Une invitation à tolérer les fictions de "Valeurs actuelles"


Du danger de la lecture
Gravure représentant Voltaire (1694 - 1778) © SIPA

Une invitation à tolérer les fictions de « Valeurs actuelles »


En 1765, Voltaire écrit un savoureux pamphlet De l’horrible danger de la lecture. Depuis  son « Grand palais de la stupidité », le grand muphti, Joussouf Chéribi écrit, du fond de l’Empire ottoman, un édit, destiné à un pays appelé « Frankrom », visant à interdire l’imprimerie. Ce texte nous parvient avec une fraîcheur inégalée à travers les siècles comme une satire, toujours vivace, de l’obscurantisme et de la censure. Dans cette fiction, la condamnation de l’imprimerie s’impose car « communiquer les pensées tend à dissiper l’ignorance qui est la gardienne et la sauvegarde des Etats bien policés. » Après le procès fait par un collectif d’Outre-Mer à l’historien Pétré-Grenouilleau en 2006, un cran (sans jeu de mots) est franchi, aujourd’hui, avec la menace qui pèse sur Geoffroy Lejeune. Quelle maladresse politique pour la députée française, Danièle Obono, que de s’exempter du droit de faire partie d’une fiction ! Doit-elle être écartée donc discriminée ?

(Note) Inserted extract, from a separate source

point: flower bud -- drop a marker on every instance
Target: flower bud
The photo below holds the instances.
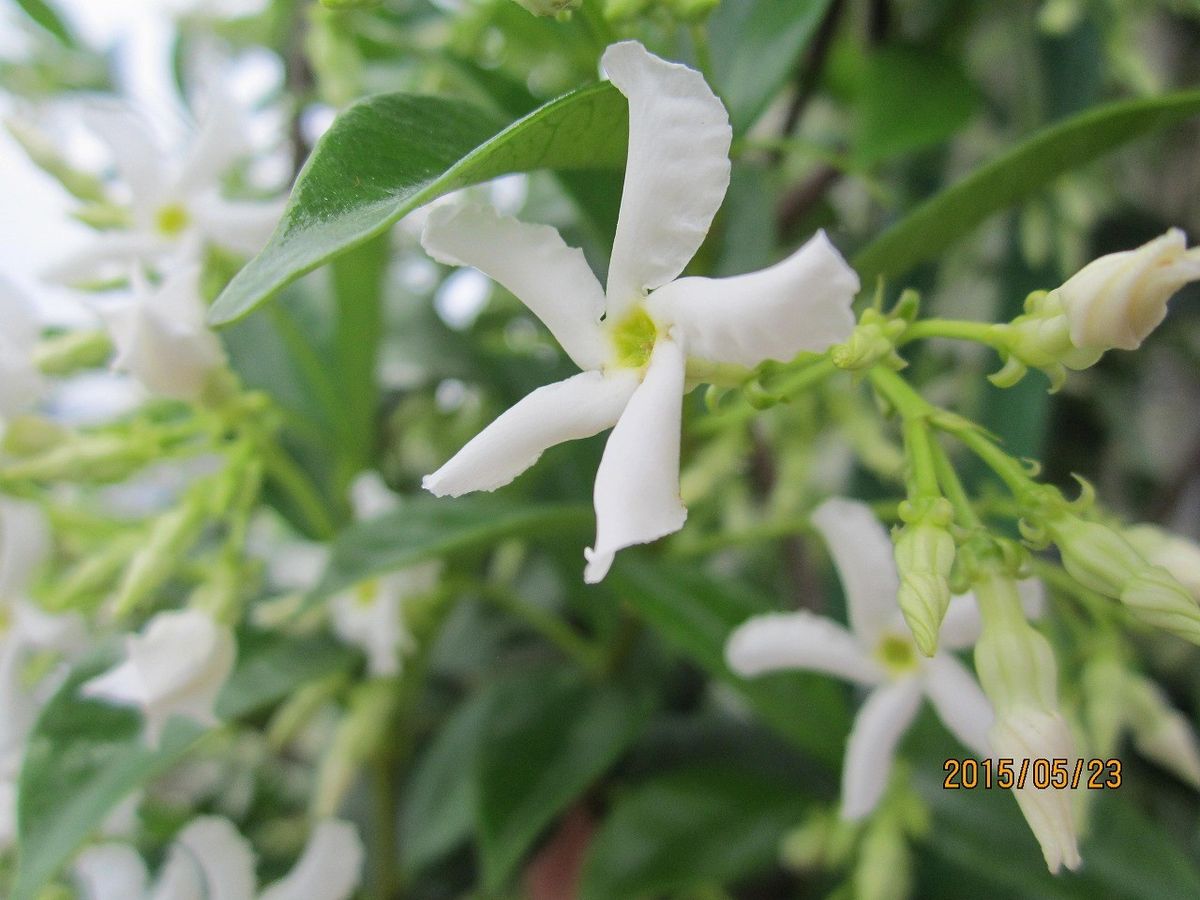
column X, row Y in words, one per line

Finies les tonalités, les nuances

Madame Obono parle de l’insulte faite à ses aïeux à travers elle. Rafraîchissons-lui la mémoire de certains de ses ancêtres plus proches. En 1948, a paru, sous la plume de celui qui fut à la fois poète et président de la République du Sénégal, Léopold Senghor, Une anthologie de la poésie nègre parrainée par le professeur Charles-André Julien et Sartre. Manifeste de la négritude, cette anthologie commémore la révolution de 1848 abolissant l’esclavage et instituant l’instruction laïque et obligatoire dans les pays ultra marins (ex colonies). Entrèrent, le 20 mai 2019, en même temps, au Panthéon, Victor Schoëlcher et le résistant guyanais, Félix Eboué. Bien sûr que le concept de négritude et de créolité créé entre les deux guerres, donne, encore, matière à réflexion voire est source de divisions. Mais en aucun cas, les thèses indigénistes ne devraient être source de violence. Il devrait en être de même pour le passé et la langue : accepter le passé sans attiser de rancœur stérile puisqu’il n’y a plus de « colonies ». Ces écrivains dont je parle sont-ils les ancêtres de Danièle Obono ? Ou les récuse-t-elle ?  Senghor a été ce qu’il est grâce à « la Grande Ecole ».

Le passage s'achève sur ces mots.